Search code examples
stringalgorithmlanguage-agnosticsubstringcycle

Find the dominant cyclic substring of a given string


I am looking for an algorithm to find the dominant cyclic substring of a given string.

A cyclic substring:

  • a substring which is repeated two or more times adjacently.
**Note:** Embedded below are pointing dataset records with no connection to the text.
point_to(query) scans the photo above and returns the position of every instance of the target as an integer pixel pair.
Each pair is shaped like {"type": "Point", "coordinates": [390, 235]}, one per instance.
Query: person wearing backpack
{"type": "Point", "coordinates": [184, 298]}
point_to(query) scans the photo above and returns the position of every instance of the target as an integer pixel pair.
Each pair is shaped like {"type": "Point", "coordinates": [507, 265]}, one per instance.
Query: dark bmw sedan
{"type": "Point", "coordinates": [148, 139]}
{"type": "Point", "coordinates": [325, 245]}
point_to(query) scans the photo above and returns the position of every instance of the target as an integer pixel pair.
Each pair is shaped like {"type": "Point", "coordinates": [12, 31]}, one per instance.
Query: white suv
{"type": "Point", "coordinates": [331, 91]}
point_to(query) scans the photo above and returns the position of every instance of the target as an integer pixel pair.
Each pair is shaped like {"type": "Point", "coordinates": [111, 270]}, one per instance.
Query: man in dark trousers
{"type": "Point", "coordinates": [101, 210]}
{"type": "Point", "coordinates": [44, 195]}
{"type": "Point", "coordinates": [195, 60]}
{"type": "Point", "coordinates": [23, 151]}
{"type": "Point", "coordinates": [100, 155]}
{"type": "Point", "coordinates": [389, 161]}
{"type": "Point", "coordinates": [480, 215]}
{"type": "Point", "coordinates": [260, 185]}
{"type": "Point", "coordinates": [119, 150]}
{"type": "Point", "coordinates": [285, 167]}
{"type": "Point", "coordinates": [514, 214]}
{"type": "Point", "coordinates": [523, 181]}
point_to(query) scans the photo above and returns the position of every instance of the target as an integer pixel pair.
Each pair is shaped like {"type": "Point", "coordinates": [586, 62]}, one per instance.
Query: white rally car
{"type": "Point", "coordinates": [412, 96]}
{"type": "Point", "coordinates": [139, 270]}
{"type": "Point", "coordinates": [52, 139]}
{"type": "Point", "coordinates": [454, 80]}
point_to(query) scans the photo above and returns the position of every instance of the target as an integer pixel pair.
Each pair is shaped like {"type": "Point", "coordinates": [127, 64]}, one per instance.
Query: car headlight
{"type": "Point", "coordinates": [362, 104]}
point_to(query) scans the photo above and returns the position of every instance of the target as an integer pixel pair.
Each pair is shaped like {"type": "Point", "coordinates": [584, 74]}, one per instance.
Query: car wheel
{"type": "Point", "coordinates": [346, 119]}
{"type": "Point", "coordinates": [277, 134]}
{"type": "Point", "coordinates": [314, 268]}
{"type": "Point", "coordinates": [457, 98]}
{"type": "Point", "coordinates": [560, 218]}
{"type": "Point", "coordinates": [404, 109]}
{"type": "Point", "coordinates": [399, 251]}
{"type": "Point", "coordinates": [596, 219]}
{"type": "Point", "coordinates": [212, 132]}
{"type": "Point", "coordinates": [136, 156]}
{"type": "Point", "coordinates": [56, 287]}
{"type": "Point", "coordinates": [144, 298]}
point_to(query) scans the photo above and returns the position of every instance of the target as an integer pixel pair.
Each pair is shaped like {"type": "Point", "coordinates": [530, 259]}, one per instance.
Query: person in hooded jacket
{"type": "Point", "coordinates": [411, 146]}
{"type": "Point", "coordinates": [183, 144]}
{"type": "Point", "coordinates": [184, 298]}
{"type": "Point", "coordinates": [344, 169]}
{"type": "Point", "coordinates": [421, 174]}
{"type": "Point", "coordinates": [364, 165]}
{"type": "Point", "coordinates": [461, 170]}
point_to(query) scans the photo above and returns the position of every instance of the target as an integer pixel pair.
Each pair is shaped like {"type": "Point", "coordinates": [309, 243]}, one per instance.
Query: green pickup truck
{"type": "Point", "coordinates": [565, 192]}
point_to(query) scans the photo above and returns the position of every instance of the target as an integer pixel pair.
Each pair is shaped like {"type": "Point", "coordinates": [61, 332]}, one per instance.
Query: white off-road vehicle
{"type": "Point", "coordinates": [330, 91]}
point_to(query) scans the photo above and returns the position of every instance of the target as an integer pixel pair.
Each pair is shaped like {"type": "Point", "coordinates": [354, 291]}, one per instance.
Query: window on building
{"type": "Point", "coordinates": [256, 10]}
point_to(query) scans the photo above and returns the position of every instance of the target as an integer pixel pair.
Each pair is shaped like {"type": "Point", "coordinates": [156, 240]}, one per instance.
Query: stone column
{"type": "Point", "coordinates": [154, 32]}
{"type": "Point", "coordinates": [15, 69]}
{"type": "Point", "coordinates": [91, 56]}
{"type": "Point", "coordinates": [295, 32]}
A dominant cyclic substring:

  • The substring which has the most adjacent repetitions is dominant
  • (adjacent repetitions occur an equal number of times)
    • the longest length substring is dominant
  • (on ties of length and adjacent repetitions)
    • the substring that appears first is dominant

Example 1:

  • prefixgarbagecyclecyclecyclecyclesufixgarbage
  • returns cycle:=> cycle is the most repeated adjacent substring

Example 2:

  • prefixgarbagecyclepadinggarbagecyclesufixgarbage
  • returns g:=> occurrences of cycle are not repeated adjacently, g repeats twice adjacently

Example 3:

  • prefixgarbagecyclecyclepadinggarbageprefixgarbage
  • returns cycle:=> cycle & g repeat twice adjacently but cycle is longer then g

Example 4:

  • prefixgarbagecyclecyclecycleroundroundroundprefixgarbage
  • returns cycle:=> cycle & round repeat thrice adjacently & same length but cycle appeared first

Exampe 5:

  • abcdefghijklmnopqrstuvqxyz
  • returns <empty string> because there is no repeated adjacent substring

What is the best approach for implementing this algorithm?


Solution

  • Cannot find anything better than this quadratic-time algorithm (implemented in Python):

    IREP, IPER, IPOS = 0, 1, 2
    
    def find_dominant(src):
      best = (0, 0, 0) # repetitions-1, period, position
    
      period = 0
      while period < len(src) // max(2, 1 + best[IREP]):
        period += 1
        length = 0
    
        for pos in range(len(src) - 1 - period, -1, -1):
          if src[pos] == src[pos + period]:
            length += 1
            repetitions = length // period
            if repetitions >= best[IREP]:
              best = (repetitions, period, pos)
          else:
            length = 0
    
      return best
    
    
    s = "prefixgarbagecyclecyclecyclecyclesufixgarbage"
    res = find_dominant(s)
    if res[0] == 0:
      print("nothing found")
    else:
      print(res[IREP] + 1, '*', s[res[IPOS]: res[IPOS] + res[IPER]])
    

    For each possible period scan the string and remember the longest periodic subsequence. Scan it backwards to check less conditions. Stop increasing period when no further improvement could be found.

    Time complexity is O(N2 / R), where R is the number of repetitions of dominant substring. Space complexity is O(1).